I’d personally have to find a group to run with… which I guess would be the point… because level 51 is a few levels beyond what I have ever achieved in EverQuest.  But from the tourist perspective this is a serious enabler.  And there is certainly more work to be done, as the level cap is up to 85 and you can earn (and will need) a gazillion AA points.

Of course, this isn’t enough nostalgia for some.  I saw a post the other day that was pointing toward yet another Internet petition drive, this one asking for SOE to create a classic EverQuest server.  They have their own site and you can go read the petition for details, but in essence they want to relive the first few years of EverQuest in real-time with the same content.

That means a good stretch of time with only the release content, rules, and graphics.  That might seem like a good idea when looking through the rose colored glasses of nostalgia, but probably isn’t.  EverQuest was awesome on day one partially because there was nothing else really like it.  Today however….

I do wonder if World of Warcraft will generate the same amount of nostalgia in a few years, if there will be petitions to create servers where hunters still have to go tame animals to learn skills and such?  Not that Blizzard plays the nostalgia card that way.  They tend to make a game, make an expansion, and move on.  And if they want to revisit an IP, they make a new version of the game.

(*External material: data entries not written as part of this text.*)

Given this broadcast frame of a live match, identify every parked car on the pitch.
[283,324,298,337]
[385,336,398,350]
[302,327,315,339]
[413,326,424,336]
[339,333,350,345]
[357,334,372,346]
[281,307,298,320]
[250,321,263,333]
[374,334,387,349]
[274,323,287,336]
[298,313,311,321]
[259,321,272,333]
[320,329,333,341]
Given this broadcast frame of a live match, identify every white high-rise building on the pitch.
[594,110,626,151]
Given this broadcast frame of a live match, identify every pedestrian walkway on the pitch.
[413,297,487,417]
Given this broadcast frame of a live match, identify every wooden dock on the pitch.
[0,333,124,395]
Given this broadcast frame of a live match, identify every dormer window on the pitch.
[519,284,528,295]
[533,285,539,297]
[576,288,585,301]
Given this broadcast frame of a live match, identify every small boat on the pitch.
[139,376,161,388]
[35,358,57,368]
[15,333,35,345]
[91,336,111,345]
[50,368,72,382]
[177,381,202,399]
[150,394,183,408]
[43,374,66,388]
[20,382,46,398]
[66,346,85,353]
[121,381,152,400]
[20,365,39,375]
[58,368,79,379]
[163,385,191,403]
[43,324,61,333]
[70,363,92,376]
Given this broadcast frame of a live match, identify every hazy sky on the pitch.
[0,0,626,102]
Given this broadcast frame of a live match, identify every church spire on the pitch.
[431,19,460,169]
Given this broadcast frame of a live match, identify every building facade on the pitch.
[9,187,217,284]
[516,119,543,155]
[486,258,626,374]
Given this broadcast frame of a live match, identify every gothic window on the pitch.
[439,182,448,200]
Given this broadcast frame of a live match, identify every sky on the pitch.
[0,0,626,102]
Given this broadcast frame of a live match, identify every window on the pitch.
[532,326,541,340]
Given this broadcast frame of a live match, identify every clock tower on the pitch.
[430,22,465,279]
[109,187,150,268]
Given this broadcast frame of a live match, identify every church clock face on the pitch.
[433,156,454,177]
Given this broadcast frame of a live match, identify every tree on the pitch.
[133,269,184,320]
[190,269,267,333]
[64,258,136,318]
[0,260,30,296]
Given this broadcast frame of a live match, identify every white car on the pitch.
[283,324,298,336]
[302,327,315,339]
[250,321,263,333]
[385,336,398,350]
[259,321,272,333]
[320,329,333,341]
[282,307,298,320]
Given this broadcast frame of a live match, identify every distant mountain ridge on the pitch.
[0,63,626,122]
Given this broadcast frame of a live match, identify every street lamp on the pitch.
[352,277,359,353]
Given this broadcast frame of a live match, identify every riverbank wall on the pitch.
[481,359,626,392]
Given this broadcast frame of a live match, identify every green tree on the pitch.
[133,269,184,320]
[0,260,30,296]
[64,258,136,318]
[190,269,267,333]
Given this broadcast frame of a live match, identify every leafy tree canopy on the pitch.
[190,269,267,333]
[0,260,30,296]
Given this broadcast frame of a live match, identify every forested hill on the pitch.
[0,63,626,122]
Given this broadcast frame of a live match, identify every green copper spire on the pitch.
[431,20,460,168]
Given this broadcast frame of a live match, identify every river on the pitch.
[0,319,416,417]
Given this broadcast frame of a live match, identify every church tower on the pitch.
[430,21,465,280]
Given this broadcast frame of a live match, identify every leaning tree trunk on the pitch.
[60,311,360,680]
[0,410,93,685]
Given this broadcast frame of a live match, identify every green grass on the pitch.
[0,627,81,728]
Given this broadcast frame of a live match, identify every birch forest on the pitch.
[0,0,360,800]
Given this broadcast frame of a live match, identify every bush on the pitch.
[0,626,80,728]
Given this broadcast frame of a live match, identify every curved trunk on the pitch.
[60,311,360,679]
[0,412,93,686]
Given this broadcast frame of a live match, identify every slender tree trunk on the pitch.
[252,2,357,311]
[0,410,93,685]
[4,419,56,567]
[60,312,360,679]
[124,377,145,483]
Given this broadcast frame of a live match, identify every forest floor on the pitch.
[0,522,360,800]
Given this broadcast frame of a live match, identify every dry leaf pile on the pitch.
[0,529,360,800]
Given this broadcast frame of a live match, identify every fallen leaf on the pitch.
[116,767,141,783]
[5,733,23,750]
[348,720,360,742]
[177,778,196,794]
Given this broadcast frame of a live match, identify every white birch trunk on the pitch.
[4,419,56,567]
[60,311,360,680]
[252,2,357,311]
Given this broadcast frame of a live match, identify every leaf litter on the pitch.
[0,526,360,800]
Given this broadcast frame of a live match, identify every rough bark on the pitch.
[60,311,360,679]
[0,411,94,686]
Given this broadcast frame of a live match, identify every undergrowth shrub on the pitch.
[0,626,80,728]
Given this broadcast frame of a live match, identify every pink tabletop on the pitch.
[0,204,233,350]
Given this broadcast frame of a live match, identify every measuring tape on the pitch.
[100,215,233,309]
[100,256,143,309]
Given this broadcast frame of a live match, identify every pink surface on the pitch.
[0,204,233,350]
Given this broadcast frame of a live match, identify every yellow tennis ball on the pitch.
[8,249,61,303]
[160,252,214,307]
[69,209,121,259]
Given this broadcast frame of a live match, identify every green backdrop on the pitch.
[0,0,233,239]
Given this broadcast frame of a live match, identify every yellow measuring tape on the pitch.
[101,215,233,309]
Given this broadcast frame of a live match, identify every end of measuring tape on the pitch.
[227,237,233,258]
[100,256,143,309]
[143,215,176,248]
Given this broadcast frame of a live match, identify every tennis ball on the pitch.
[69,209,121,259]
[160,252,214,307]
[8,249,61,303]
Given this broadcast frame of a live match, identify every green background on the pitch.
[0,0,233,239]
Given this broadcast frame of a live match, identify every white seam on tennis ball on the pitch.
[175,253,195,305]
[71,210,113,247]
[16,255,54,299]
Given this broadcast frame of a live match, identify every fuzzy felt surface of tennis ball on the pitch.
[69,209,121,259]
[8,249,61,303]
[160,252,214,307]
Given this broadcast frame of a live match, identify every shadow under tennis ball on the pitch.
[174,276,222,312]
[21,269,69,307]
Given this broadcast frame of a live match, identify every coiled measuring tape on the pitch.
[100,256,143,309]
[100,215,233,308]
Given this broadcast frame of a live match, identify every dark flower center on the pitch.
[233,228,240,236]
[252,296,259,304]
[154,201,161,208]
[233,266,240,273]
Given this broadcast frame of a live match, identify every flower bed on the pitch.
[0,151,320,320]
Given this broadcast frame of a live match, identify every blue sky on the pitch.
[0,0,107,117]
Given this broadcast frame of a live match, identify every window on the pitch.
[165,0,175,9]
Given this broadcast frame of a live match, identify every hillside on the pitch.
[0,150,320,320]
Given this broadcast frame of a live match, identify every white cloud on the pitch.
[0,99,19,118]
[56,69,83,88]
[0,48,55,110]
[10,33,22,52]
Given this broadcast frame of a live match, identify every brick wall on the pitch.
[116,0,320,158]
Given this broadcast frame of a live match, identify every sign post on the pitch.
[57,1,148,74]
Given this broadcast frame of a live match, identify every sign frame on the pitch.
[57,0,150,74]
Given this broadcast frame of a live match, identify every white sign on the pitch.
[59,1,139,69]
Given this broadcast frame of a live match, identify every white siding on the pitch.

And on the EverQuest theme, Raph Koster pointed out that Games Studies is devoting this month’s edition to EverQuest in celebration of the 10th anniversary.  They have some interesting articles up including a somewhat dated but interesting interview with Brad McQuaid and Kevin McPherson.

And if all of that isn’t enough to get you thinking about resubscribing to EverQuest just for old time’s sake, go watch Sayonara Norrath one more time.  If that doesn’t do it, you were probably not a fan of EverQuest in the first place.

5 thoughts on “EverQuest and the Intoxication of Nostalgia

  1. HarbingerZero

    When I finisehd reading your post I unconsciously reached back to pull my wallet out! I’m sold! Wow. I though the Shadowbane server reset, DAoC free level bumps, and LotRO redefining the xp curve were good ideas, but this, this is genius.

    Like

  2. smakendahed

    Yup, definitely targeting folks that never hit that level range or who really enjoyed Kunark. Even though I liked Kunark the most, the main things I liked were the lower level dungeons simply because they still had some feel to them, or identity. Starting at 51, you miss most of this, but that’s okay for some I guess.

    Give me Kaesora, Dalnir’s Cauldron, Droga, Nurga, etc.

    Like

  3. sinnir

    Hrmmm very tempting. I played Eq1 since beta and have since moved on to Eq2 but this I must say has me a bit intrigued. Talking Castillion into Eq1 again would be like pulling teeth HAHA!

    Like

  4. Pingback: West Karana » Daily Blogroll 5/8 — Darkfail edition

  5. Mojeaux

    How I miss the original… I don’t think we’ll ever be able to recapture what once was. It’s like your first love… sure, you’ll love again, but it will never be the same.